Hockey Log: Sunday Edition

Fresh scrapings in the creases

No Ben Bishop and no Andrew Sweetland make Maine fans go crazy. Crazy for the fact that their beloved college icers are hereby condemned to the doldrums indefinitely.

Colin Wilson or no, Boston University bears no surefire specimens of well-rounded stability. Better play it safe and count them out.

Merrimack? Wasn’t that where America’s Underdog, Mike Eruzione, thought he was destined when he had virtually given up on pursuing a Division I scholarship?

Yep.

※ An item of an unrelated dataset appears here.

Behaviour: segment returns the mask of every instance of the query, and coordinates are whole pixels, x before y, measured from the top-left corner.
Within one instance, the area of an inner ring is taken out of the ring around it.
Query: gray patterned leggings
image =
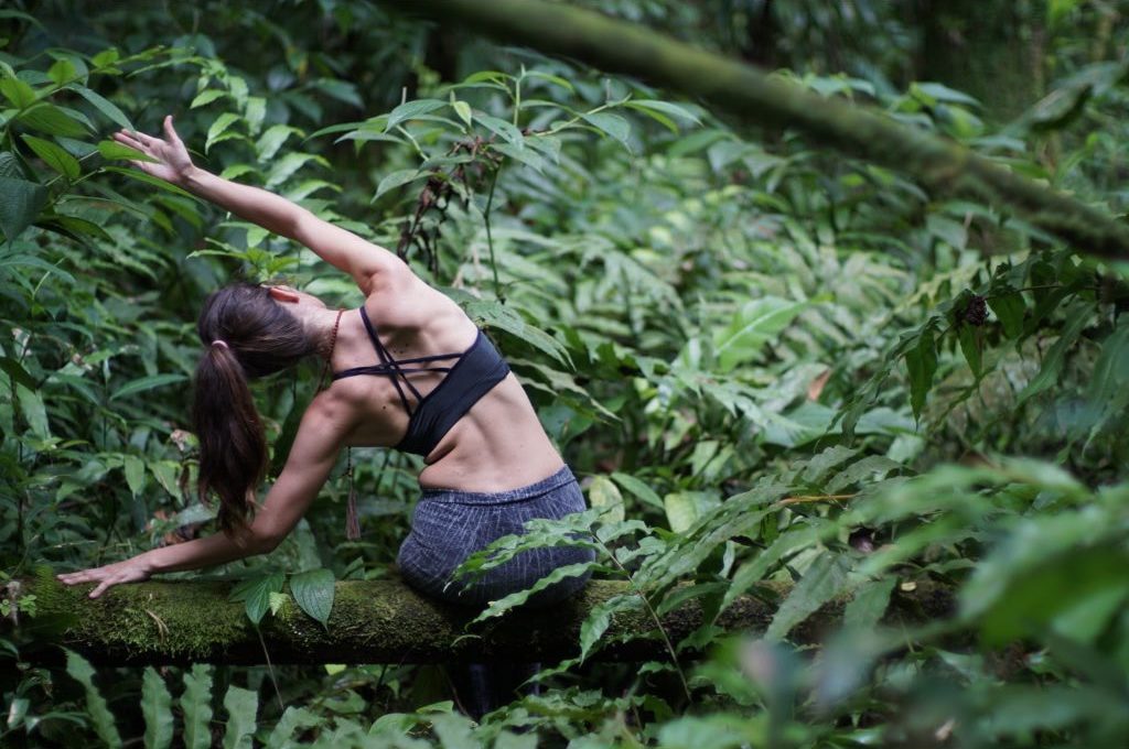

These were some of the outspoken, primordial sentiments emitted by everyone from casual laptop loiterers on the chat forums to hungry, hard-charging analysts –this author included.

But in the young weeks of the 2008-09 Hockey East season, all three of the aforementioned programs have, at the very least, exceedingly veiled their initially iffy outlooks through what may be summed up in the memorable style of the late political journalist Tim Russert.

Goaltending. Goaltending. Goaltending.

Or, more to the intriguing point, a triple scoop of punctual, reliable freshman goaltending.

In Maine, as soon as onlookers were finally acclimated to the notion of a beggar-like Black Bear team, Scott Darling has stepped in and, so far, pulled the reverse shock factor. Heading into this weekend, he led all HEA stoppers in the way of overall GAA –authorizing but one goal, no more, no less in six start-to-finish outings- and save percentage –a .961 efficiency rate- and was second only BU’s Kieran Millan in win percentage.

Over four conference games, the latter three of them wins, Darling’s praetorian guards have packaged him a too-close-for-comfort nine goals. Gustav Nyquist (team leading 10 points in nine overall games) aside, the overhauling depth chart refill project is far from the ideal par. But Darling (who, just as this column was going to press, was reportedly suspended for Part I of this weekend’s home series with Merrimack) has authorized a mere five flickers of the light behind his cage over that same intraleague stretch.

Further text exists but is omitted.